In response to the deterioration mode 3, it is effective to use a negative electrode material with a low level of swelling, namely particles with relatively high isotropy of a graphite structure. Among those described above, preferably used ones may include the material obtained by graphitizing granulated particles made of a coke and various sorts of pitch, or the like, graphitized MCMB, and graphitized milled MCF. In using graphite particles with large anisotropy, such as natural graphite particles represented by flake graphite, it is essential to mechanically transform flake particles into spherical ones, or perform other treatments (Japanese Laid-Open Patent Publication No. Hei 11-263612) [measure 3].
It should be noted that application of carbon nano-tubes, in place of graphite, as a main active material of a negative electrode of a lithium-ion rechargeable battery, has already been under review (Japanese Laid-Open Patent Publication No.

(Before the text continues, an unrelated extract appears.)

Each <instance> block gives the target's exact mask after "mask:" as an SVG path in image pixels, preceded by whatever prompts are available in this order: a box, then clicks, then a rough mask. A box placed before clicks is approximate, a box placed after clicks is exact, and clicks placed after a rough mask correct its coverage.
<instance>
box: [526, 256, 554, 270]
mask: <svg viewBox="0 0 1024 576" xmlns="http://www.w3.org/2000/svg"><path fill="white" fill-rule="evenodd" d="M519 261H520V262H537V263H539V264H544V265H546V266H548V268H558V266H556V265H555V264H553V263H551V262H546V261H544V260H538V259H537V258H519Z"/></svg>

Hei 5-159804, Japanese Laid-Open Patent Publication No. Hei 7-14573). However, there has been found no example of studies on the use of carbon nano-tubes as a conductive additive in terms of improving a cycle life characteristic.
As thus described, although various measures (the measures 1 to 3) have been taken toward lithium-ion rechargeable batteries with the aim of improving cycle life characteristics thereof, it is hard to say that cycle life characteristics of lithium-ion rechargeable batteries have reached a sufficient level. In particular, the method of adding a conductive additive to graphite, as shown in the measure 2, leaves much to be improved.